Saturday, 10 January 2009

Project Euler, Problems 7 and 41

I put together a simple program in C++ that checks out whether or not a number is prime, i.e., whether or not it has any factors besides itself and 1. It was eventually writing a separate thing for this that helped me out, as despite what I'd learned in the past I was trying to make one program to do everything that was needed for the actual problem. Bad idea. Things are so much simpler if you break things up into their component parts...

Problem 7
Find the 10001st prime number. Once I had the program for checking whether or not a number is prime this was quite straightforward. I started off with knowing that 2 is the 1st prime number, and then working through all of the odd numbers after that and adding one to the tally every time that I found one.

Problem 41
What is the largest n-digit pandigital prime that exists? This was a little trickier, but not much more. It just took a bit of thinking. Firstly, what is a pandigital number? Well, a 5-digit pandigital number is, for example, 34251, a number which contains the first five digits once and once only. A 4-digit pandigital would be 4123 or 1234 or 3142, and so on. After a little thought, it occured to me that there cannot be 8- or 9-digit pandigital primes (if you're reading this Matt, do you know how/why that occurred to me?) and that the largest possible would be a 7-digit pandigital number, i.e., one that contained all the digits from one to seven.

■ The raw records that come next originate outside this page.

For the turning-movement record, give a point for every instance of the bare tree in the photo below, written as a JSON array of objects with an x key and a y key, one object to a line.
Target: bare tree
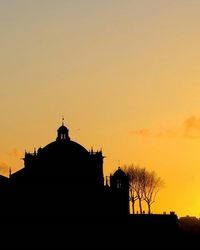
[
  {"x": 131, "y": 172},
  {"x": 143, "y": 186},
  {"x": 136, "y": 185},
  {"x": 151, "y": 188}
]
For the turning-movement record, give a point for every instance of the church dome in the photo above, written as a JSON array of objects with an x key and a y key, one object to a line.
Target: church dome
[
  {"x": 63, "y": 129},
  {"x": 119, "y": 174}
]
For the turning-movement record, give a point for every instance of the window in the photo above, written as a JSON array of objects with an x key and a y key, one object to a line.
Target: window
[{"x": 119, "y": 184}]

It was then straightforward to think that it was most sensible to start searching from the extreme end of the numbers, 7654321, and to put conditions on the numbers; one only wants to check without 8, 9 or 0 in, one doesn't want duplicates of digits... Once I'd written those conditions in to the program, it was fine.

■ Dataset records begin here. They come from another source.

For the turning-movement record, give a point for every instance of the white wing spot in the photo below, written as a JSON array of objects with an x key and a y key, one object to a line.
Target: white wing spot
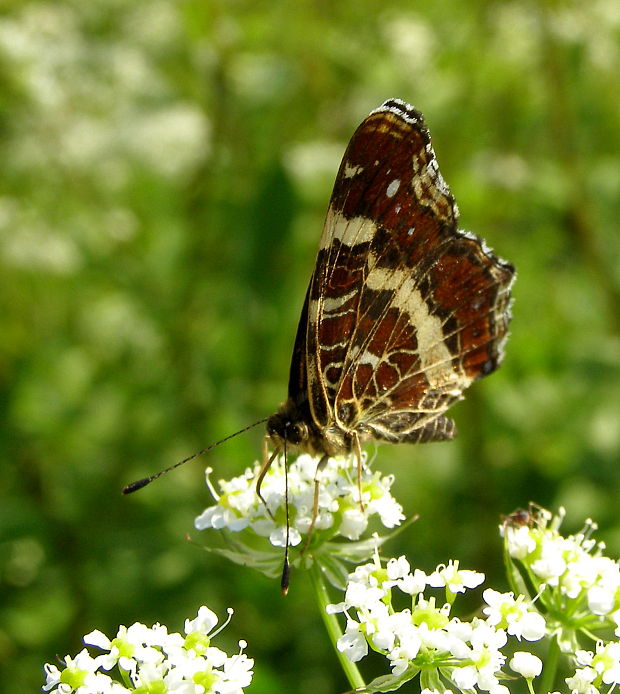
[
  {"x": 435, "y": 357},
  {"x": 350, "y": 171},
  {"x": 349, "y": 232},
  {"x": 393, "y": 188}
]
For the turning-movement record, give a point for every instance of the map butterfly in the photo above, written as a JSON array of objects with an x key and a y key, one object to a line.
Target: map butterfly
[{"x": 404, "y": 310}]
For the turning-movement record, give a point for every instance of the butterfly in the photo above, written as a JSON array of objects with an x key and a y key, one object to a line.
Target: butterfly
[{"x": 404, "y": 310}]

This takes my total of problems solved to nine. Sixteen to go. Might get one more done this weekend. It's good to keep thinking, and it also gives me a chance to keep learning bits and pieces of C++.

Keep learning people, it's the thing to do!

3 comments:

Unknown said...

Given a 9-digit pandigital number, the digits add to 45, meaning the number is divisible by 9; thus, the number cannot be prime. That one's easy.

It's not immediately obvious to me why there are no 8-digit pandigital primes. Certainly, if the last digit is even, 3, or 5, the number won't be prime. But when the number's last digit is 1 or 7... those cases will require a little more thought (although, perhaps I'm making this harder than it needs to be...I feel like I'm missing something obvious)

Also, I forgot I now have an actual username I could use when I post.

NathanRyder said...

Ah... For similar reasons to 9-digit pandigitals: digits will sum to 36, also divisible by 9!

In fact, I eliminated 5- and 6-digit pandigitals because they add to multiples of 3, and I believe (though not sure I have ever proved for myself or seen a proof) that if the digits sum to a multiple of 3 then the number is a multiple of 3... I don't think that I'm making it up, fairly certain it is a true result! :)

Unknown said...

Hahahahaha


When I was considering the 8-digit pandigital number, I took 45 and accidentally subtracted 8 instead of 9...... oops!